Ariel watched the gears in his head churn, emotion flashing across his face. Miranda was staring at her like she was crazy. Which she probably was.
“Go to your room, Ariel,” her father said. The words seemed to stick in his throat.
“You know how you always think I should talk?” she said instead. “Well, guess what, I’m ready.”
“Go to your room!” he shouted.
He didn’t wait for her to leave. He turned around and went down the stairs without another word.
Ariel stood frozen, hoping he wouldn’t leave the house, leave them. Instead, he slammed the door of his study.
“Are you crazy?” Miranda hissed.
Ariel forced a smile she didn’t feel. “Me? Nah?”
“You did that on purpose.”
“Get caught on the fire escape on purpose? Now you’re crazy.”
Miranda looked at her, and suddenly Ariel couldn’t stop herself. “Mir?”
“What?”
“Couldn’t you be a little bit nicer to Dad?”
Miranda’s lips pursed. “Why would I do that? Dad’s an ass.”
“So—so he doesn’t get, like, so mad that he leaves us,” Ariel whispered. “He could just hire someone to deal with us, you know, and go back to work all the time.”
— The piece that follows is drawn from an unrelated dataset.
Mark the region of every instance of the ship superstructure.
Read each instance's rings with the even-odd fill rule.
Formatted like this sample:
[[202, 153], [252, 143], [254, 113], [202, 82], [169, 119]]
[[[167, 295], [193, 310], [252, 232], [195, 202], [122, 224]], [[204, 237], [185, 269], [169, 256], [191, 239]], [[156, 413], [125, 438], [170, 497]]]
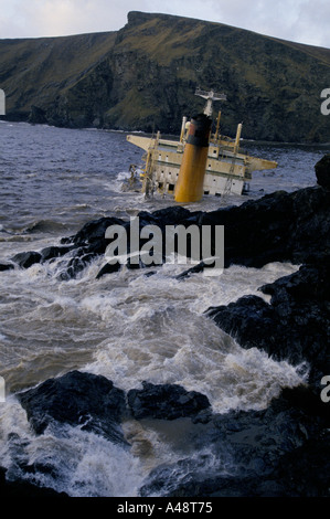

For a second, Miranda looked shocked. Then the hardness returned. “No. I cannot be one bit nicer to Dad, and frankly, if he hired someone to be here with us, all the better. My friends talk all the time how they just have to pay their nannies or help or whoever twenty bucks every time they want to sneak out.” She flopped on her bed, grabbed a pillow, and hugged it tight. “I’m going to pray he hires someone. Anyone’s better than him.”